Suicidal behaviors are besides strongly associated with the presence of mental upsets. In a underdeveloped state like Nigeria an of import measure towards suicide bar will be to cut down the stigma associated with mental wellness jobs.
A reappraisal of the state ‘s Mental Health Policy and Legislation, to comprehensively turn to the current challenges of mental upsets, and their complications, including self-destruction and self-destructive behavior is long delinquent. These attempts should besides take for the decriminalisation of self-destructive behaviors in our Torahs.

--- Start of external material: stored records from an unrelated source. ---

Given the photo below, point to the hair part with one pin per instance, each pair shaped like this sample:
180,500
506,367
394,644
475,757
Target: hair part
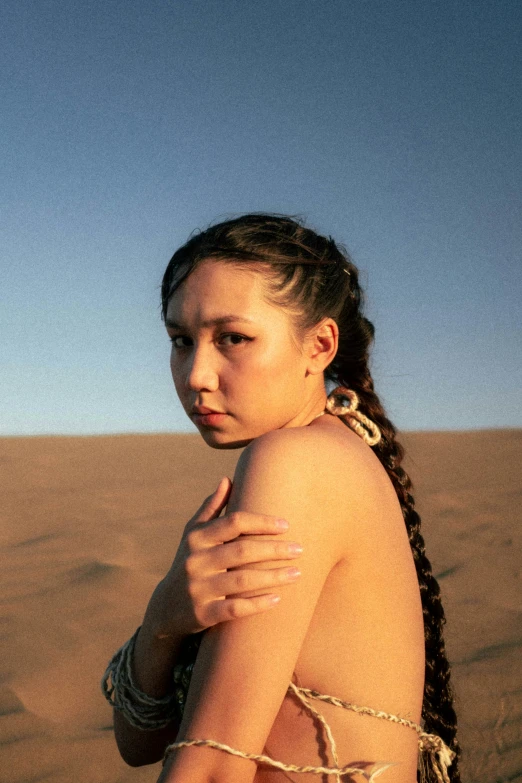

These stairss will be meaningless, if our wellness records and describing systems are non reformed to include mortality rates and the certification of the causes of deceases. This should assist in determining the self-destruction rates in the state, and supply a platform for utile planning and the execution of suicide bar schemes. Focused research in this country should be promoted, particularly with regard to placing hazard factors, get bying mechanisms, protective factors and possible intercessions to minimise the calamity of self-destruction and self-destructive behavior in this environment
In this work, the writers have demonstrated that self-destruction and suicidal behavior are a public wellness issue, merely like in other states of the universe. Like in other parts of the development universe merely a modest volume of research has been conducted on the topic in Nigeria, reflecting the deficiency of involvement of clinicians, research workers, policy shapers and, possibly, research grant suppliers on the topic. For better self-destruction research which should ensue in better bar schemes, it is imperative that self-destruction be decriminalized. Cultural and spiritual factors forestalling people from describing and stigmatising self-destruction should besides be addressed through public enlightenment runs. An betterment in the mortality records, that besides specifies the causes of decease should be ensured at all degrees of attention. It might besides be helpful if the WHO could leverage on member states to roll up and supply one-year self-destruction rates in their legal powers. Finally, self-destruction is a public wellness job that requires a multidisciplinary attempt at question, bar and direction. The earlier this is realized in the Nigerian context, the better for our emerging mental wellness attention.